Sabemos todos nós que o Sintegra foi a grande piada sem graça que ninguém nunca levou a sério. Acredita-se que os arquivos Sintegra solicitados pela fiscalização não eram analisados adequadamente porque os auditores fiscais não tinham absolutamente nenhuma intimidade com a tecnologia. Mesmo assim, não há dúvida da importância desse sistema eletrônico de controle fiscal, uma vez que ele pavimentou o caminho que levou ao Projeto SPED. O temor do diretor paraense é que os efeitos práticos do SPED não aconteçam, invalidando assim todo o investimento que fez para cumprir a legislação tributária. Será que a decisão de cumprir a lei foi uma grande burrice, visto que seus concorrentes continuam ganhando muito dinheiro com velhas práticas de sonegação fiscal?

O grande tributarista e professor do IPOG, sr. Edgar Madruga, afirmou tempos atrás que as dificuldades de avanço do projeto SPED estão relacionadas ao fator humano e não a tecnologia. A tecnologia embarcada no Projeto SPED é de uma envergadura monumental.

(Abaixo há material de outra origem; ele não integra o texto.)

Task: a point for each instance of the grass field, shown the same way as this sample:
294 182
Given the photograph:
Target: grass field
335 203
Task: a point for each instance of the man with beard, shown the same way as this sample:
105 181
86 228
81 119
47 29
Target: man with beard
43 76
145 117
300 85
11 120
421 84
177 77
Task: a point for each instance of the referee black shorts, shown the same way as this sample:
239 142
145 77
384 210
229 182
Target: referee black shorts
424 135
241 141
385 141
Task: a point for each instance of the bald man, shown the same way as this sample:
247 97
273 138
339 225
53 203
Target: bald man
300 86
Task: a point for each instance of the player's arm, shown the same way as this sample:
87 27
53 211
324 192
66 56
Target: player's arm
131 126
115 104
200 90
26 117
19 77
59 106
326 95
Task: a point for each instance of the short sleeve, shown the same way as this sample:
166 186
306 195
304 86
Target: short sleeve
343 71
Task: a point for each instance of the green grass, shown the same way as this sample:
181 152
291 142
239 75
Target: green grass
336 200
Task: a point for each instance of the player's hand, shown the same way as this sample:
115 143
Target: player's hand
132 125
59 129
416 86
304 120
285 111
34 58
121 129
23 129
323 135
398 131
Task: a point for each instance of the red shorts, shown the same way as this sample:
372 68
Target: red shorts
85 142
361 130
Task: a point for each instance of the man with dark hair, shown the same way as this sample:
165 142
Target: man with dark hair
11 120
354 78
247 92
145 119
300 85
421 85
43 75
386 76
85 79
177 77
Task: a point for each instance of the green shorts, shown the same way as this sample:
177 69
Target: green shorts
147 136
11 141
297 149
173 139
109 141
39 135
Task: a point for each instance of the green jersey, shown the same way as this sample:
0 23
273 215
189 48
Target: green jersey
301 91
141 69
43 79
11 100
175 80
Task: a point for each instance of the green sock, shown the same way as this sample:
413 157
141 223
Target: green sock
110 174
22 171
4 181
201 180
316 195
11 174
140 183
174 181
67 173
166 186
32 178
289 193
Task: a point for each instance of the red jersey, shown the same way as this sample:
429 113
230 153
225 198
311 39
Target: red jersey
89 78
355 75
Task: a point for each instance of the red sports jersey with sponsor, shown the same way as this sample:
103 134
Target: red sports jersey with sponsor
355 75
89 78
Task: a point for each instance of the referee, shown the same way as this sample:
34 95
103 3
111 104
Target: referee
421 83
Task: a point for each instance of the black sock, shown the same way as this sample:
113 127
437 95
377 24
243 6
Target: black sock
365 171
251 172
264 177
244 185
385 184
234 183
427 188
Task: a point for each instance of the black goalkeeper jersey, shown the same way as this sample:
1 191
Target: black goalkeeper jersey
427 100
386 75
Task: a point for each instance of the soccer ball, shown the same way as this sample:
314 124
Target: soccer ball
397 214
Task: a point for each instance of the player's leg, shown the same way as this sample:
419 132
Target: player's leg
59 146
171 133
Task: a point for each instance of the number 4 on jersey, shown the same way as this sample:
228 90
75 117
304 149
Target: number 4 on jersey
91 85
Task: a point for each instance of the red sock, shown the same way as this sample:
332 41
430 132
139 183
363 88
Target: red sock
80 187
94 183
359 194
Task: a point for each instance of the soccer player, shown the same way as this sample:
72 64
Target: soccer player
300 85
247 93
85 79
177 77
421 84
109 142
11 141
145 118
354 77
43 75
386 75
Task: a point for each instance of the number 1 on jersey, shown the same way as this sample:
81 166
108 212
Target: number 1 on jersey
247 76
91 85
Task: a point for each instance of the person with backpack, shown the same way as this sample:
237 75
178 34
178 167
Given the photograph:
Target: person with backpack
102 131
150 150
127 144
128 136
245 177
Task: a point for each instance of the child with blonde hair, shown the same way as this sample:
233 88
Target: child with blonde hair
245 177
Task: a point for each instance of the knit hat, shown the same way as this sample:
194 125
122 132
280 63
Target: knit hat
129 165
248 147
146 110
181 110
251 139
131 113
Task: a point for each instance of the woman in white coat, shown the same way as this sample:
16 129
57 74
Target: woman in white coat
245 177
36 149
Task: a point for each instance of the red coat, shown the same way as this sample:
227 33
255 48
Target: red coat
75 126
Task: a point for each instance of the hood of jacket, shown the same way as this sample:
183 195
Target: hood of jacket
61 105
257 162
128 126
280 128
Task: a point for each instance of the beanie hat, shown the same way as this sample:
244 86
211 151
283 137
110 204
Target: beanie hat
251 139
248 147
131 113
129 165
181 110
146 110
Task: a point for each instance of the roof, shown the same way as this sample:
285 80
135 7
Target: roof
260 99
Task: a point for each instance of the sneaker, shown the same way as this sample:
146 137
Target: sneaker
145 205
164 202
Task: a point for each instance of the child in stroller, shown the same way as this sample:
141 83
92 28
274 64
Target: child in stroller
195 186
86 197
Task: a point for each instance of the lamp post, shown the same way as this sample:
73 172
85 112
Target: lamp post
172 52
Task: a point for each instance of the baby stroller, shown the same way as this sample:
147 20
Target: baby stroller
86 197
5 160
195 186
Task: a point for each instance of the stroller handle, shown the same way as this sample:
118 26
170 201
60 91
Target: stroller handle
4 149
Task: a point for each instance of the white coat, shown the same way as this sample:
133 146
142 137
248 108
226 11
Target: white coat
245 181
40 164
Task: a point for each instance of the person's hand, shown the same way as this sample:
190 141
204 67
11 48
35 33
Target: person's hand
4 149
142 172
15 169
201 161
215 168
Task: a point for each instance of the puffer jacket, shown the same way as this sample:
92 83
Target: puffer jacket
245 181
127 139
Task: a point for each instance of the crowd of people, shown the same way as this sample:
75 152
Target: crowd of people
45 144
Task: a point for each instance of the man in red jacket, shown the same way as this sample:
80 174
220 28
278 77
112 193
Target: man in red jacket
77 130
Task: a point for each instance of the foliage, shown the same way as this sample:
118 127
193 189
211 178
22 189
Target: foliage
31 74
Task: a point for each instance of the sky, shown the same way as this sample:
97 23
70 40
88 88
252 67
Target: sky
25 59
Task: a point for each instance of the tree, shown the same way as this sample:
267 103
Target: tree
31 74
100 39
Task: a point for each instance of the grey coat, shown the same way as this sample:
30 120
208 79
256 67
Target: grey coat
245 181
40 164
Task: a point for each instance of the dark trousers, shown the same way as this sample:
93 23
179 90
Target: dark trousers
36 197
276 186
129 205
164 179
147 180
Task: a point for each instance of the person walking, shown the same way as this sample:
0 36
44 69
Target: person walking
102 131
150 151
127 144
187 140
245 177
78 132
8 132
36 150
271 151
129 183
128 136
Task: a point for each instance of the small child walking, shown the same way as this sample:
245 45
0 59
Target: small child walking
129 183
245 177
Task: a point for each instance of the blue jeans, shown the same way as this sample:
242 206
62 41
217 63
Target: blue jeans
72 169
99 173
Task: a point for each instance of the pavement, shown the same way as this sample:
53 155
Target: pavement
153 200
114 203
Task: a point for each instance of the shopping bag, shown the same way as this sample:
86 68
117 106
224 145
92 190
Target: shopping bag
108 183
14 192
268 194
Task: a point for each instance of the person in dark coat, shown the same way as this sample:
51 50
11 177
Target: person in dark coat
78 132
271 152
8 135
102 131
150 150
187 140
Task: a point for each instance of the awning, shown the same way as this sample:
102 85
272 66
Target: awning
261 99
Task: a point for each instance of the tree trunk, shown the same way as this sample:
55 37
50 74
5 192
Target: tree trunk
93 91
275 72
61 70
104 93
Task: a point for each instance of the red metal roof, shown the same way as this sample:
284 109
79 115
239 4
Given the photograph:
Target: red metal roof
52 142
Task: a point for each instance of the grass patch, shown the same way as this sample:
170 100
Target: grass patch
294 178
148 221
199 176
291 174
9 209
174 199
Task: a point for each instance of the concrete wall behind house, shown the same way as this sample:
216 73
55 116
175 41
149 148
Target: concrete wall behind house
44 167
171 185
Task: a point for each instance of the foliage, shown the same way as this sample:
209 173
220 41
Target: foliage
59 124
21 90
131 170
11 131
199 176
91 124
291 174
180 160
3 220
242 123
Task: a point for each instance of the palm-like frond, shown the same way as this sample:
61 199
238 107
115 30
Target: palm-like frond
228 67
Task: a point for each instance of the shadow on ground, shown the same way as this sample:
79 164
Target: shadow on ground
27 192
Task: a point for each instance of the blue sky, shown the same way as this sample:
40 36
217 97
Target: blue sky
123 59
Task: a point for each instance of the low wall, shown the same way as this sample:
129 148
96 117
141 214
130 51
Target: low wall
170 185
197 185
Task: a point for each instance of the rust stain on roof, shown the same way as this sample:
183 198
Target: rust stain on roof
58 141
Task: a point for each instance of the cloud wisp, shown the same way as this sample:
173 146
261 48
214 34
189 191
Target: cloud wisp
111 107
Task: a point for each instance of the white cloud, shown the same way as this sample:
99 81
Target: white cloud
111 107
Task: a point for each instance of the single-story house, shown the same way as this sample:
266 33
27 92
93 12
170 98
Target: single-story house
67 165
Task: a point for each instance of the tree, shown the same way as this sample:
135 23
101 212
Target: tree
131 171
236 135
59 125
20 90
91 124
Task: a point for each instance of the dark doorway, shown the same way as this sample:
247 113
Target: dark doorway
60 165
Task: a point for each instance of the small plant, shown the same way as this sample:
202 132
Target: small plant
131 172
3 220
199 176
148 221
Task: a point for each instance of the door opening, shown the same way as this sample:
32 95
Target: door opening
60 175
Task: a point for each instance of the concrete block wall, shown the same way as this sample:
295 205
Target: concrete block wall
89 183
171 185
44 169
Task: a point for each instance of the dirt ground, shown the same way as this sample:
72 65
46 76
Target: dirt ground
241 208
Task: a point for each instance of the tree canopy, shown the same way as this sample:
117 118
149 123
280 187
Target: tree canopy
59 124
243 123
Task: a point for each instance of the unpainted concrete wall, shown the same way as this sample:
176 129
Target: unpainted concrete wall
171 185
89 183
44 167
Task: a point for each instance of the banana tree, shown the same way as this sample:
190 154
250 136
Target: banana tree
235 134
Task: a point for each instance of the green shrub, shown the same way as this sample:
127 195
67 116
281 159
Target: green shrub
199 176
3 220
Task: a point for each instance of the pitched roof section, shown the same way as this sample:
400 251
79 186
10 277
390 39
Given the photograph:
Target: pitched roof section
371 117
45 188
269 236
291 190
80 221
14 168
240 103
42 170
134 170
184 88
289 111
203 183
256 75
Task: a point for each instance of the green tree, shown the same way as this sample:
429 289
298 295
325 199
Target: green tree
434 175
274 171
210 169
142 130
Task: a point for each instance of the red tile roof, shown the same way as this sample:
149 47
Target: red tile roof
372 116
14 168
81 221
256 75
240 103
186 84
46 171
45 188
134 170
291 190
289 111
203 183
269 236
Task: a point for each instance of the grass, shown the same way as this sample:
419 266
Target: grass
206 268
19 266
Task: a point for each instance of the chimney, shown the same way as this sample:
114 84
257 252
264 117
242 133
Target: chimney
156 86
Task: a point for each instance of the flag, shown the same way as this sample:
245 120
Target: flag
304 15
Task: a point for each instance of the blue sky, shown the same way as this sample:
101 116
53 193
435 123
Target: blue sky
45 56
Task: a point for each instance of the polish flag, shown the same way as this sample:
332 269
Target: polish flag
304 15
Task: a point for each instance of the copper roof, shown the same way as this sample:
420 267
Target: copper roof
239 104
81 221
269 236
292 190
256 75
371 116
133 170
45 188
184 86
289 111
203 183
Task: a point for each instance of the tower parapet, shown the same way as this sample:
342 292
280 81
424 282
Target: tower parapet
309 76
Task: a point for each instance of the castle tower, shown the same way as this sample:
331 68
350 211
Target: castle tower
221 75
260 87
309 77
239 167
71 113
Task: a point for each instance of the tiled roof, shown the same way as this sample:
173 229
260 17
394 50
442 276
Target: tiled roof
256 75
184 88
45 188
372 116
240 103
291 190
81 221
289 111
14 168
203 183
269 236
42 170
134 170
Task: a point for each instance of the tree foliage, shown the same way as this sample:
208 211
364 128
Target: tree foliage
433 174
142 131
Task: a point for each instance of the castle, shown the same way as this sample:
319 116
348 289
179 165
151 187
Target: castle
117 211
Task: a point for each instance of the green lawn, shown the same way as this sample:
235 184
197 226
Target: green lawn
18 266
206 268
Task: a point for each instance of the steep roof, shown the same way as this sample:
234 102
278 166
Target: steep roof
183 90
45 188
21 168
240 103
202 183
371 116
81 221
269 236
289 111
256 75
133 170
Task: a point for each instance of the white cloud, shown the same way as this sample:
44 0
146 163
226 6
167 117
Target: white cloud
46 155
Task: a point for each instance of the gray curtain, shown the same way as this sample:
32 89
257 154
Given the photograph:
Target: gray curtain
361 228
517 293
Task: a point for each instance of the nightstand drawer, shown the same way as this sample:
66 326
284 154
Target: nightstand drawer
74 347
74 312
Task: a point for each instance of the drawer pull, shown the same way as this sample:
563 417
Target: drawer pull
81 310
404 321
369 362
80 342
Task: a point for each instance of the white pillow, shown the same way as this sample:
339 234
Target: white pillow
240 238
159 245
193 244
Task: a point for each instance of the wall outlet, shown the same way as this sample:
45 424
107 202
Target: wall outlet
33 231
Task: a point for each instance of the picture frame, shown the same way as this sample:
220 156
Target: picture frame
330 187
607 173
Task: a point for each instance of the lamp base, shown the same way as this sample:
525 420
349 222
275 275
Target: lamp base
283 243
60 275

O problema é que seu domínio está restrito a um pequeno grupo de pessoas, quase todas pertencentes ao quadro da Receita Federal. Na realidade, é a RFB que está à frente desse empreendimento. Enquanto isso, os entes tributantes da esfera estadual se esforçam para acompanhar o ritmo ditado pelo órgão centralizador federal. Os funcionários das secretarias de fazenda estaduais ainda se debatem na dificuldade de digerir tantos avanços ocorridos em tão pouco tempo. As novas tecnologias de fiscalização simplesmente não conseguem entrar na cabeça endurecida de alguns fiscais carrancudos. Muitas vezes, a estrutura inteira do órgão fiscalizador não sabe administrar situações de alta complexidade, como por exemplo, validação da tributação de ICMS das milhões de operações processadas nos gigantescos sistemas das empresas de telefonia. Ou então, a análise aprofundada e precisa de alguns modelos de planejamento tributário engenhosamente construídos por profissionais altamente gabaritados. Ou ainda (o calcanhar de Aquiles), a transformação da massa de dados do repositório SPED em informações relevantes e direcionadas segundo um escopo definido pelo departamento de inteligência fiscal e investigativa (que não existe efetivamente).

Com tantos avanços tecnológicos presentes no mundo, as nossas secretarias de fazenda estaduais ainda patinam sobre dificuldades primárias de gerenciamento do seu corpo técnico desalinhado de uma diretiva ainda por construir. Essa diretriz deveria ser emanada justamente do núcleo de inteligência fiscal, organismo encarregado de garantir a aplicação da legislação fiscal através do uso inteligente dos recursos tecnológicos disponíveis, mas ainda pouco utilizados.